Dr. Blumenthal said health information experts like Dr. Donald M. Berwick, the Medicare and Medicaid administrator, and Dr. Brent James, of Intermountain Healthcare, based in Salt Lake City, “agree that electronic health records will improve the safety of care.”
“At the same time, any time you change the world you create risks,” Dr. Blumenthal said in a telephone interview last weekend. “We want to make sure that implementation is as safe as it can be and all safety benefits are realized.”
He said that if the Institute of Medicine “concludes that regulation is an important part of this fabric of assuring safety, we will want to balance regulation and innovation as we do in every marketplace.”
Manufacturers of the systems have long opposed government regulation of their products.
“The policing of design by a third party or agency, however well intended, will likely stifle innovation and inhibit the growth and development of electronic health records in the future,” said Carl Dvorak, executive vice president of Epic Systems, which has built electronic records systems for Kaiser Permanente and other large health care and hospital groups.
The industry has recently avoided speaking out on a role for the F.D.A. In a statement for this article, the Healthcare Information and Management Systems Society, a Washington-based industry group, said only that it “supports the administration’s decision to ask the Institute of Medicine to study this complex issue and report back over the next 12 months.”
Last month, in protest of one common industry practice, the American Medical Informatics Association said “hold harmless” clauses in many purchasing contracts were unethical. The clauses typically absolve manufacturers of responsibility for any errors or misuse.
“We said we value innovation, but we don’t value it more than safety,” said Kenneth W. Goodman, a University of Miami bioethicist who headed an association advisory group on patient safety.

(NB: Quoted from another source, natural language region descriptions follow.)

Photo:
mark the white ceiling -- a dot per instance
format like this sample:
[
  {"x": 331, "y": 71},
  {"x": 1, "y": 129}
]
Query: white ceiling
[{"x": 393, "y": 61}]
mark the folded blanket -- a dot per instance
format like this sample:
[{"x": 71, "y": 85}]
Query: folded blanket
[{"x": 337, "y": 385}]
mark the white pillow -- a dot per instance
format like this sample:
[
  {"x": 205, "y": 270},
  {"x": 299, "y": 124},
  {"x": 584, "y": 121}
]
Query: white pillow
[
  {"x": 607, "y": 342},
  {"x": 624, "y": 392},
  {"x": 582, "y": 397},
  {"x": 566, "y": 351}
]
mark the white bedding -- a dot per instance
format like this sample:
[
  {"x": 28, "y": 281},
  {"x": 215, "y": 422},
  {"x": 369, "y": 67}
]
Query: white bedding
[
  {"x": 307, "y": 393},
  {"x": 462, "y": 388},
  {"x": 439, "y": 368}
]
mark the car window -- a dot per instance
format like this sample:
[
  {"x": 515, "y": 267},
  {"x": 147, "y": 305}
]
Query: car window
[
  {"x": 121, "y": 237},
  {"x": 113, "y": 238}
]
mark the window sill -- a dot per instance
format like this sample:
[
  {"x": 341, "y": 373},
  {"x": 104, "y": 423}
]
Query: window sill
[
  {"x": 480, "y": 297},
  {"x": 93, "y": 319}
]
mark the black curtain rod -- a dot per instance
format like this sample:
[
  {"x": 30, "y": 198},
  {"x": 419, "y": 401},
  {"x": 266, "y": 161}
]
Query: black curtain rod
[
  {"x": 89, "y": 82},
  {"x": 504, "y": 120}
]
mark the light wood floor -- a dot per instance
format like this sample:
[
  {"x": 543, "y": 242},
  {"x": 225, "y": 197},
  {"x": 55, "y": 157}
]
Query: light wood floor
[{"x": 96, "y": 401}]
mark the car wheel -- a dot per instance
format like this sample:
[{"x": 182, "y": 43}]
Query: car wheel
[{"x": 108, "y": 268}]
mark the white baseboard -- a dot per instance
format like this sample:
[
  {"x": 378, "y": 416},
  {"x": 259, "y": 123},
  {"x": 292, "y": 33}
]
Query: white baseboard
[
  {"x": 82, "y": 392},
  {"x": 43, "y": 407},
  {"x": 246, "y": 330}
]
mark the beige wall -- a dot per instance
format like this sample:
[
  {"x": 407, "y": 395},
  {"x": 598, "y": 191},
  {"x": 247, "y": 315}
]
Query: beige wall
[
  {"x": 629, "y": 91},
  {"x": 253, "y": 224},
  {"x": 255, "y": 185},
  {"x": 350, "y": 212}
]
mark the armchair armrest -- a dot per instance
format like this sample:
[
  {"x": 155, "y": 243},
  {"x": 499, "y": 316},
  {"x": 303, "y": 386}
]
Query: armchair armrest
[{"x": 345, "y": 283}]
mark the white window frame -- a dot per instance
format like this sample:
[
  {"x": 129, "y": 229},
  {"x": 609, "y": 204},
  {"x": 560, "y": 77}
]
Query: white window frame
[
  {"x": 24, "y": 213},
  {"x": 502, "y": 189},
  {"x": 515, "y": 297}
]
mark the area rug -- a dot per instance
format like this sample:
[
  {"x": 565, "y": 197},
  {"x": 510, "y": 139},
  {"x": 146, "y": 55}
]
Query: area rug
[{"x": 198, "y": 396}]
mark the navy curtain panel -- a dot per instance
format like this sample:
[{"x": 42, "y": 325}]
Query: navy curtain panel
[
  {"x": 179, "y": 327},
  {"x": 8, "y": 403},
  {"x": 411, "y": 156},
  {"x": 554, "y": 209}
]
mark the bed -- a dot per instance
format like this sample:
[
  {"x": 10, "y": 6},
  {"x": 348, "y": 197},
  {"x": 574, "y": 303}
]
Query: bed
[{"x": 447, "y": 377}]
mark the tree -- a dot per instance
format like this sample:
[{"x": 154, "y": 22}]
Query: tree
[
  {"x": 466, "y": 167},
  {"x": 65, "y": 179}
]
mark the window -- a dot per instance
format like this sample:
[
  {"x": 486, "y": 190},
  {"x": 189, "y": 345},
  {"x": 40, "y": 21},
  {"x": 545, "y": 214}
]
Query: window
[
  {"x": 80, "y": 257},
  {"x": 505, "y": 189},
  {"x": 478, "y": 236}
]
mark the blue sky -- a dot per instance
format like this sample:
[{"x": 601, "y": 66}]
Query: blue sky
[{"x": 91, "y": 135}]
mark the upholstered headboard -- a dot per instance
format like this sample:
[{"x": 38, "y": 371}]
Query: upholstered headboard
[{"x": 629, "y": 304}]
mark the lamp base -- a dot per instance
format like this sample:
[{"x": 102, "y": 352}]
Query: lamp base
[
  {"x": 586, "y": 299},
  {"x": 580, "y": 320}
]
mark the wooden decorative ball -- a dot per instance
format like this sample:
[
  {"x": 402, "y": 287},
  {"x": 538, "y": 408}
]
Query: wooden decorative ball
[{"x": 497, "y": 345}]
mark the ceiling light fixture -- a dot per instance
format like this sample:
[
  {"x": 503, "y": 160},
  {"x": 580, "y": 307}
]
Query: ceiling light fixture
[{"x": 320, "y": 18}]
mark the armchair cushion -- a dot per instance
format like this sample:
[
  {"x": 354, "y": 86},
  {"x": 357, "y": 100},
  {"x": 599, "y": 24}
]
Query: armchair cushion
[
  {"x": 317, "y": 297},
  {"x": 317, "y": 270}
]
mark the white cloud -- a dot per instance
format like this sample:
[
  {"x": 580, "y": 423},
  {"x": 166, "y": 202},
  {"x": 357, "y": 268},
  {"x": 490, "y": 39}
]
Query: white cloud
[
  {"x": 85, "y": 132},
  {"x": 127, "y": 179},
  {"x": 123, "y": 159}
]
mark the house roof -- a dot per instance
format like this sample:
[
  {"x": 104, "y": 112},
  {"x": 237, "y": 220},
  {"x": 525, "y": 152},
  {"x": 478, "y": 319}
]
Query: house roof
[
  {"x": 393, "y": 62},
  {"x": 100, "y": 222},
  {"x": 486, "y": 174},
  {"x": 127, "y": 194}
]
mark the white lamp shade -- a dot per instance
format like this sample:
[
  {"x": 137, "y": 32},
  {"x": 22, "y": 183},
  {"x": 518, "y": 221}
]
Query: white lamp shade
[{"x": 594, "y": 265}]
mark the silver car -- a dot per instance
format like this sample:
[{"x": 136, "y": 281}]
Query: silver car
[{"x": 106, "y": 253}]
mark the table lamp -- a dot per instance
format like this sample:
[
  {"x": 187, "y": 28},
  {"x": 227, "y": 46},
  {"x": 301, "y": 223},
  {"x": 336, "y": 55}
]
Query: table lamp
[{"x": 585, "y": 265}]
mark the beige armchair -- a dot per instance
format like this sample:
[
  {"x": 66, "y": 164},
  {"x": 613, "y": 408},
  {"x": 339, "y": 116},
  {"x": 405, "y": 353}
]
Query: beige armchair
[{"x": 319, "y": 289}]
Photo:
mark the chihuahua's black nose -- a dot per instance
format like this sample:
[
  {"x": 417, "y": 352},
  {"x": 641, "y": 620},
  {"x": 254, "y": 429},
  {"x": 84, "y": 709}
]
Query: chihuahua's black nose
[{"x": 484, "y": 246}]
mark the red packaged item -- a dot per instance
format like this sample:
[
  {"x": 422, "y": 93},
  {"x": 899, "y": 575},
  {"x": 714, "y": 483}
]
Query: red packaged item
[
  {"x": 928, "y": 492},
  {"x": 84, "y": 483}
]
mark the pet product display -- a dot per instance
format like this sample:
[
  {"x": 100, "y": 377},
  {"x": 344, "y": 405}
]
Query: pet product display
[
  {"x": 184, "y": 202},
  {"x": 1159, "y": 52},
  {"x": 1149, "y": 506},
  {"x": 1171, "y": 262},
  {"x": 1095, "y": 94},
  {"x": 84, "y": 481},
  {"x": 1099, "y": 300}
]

“We just do not have good data on medical errors, whatever the cause,” said Arthur A. Levin, a member of the new Institute of Medicine commission. Mr. Levin, director of Center for Medical Consumers in New York, also was a member of the institute group that warned in a 1999 report, “To Err Is Human,” that there could be 98,000 preventable deaths each year in hospitals.
An article in the New England Journal of Medicine last month pointed to a potential for malpractice liability risks because more information might be available on electronic records that might have gone unnoticed on a paper chart. Health care providers must weigh the substantial upfront costs and possible risks against the potentially sizable, but uncertain long-run benefits, Dr. Sandeep S. Mangalmurti, an internist at New York University’s Langone Medical Center, and his colleagues wrote.
“We probably catch about 2 percent of the errors,” said Ross Koppel, a University of Pennsylvania sociologist and investigator for RAND Corporation, the research organization based in Santa Monica, Calif. “The errors are the 98 percent that got through.”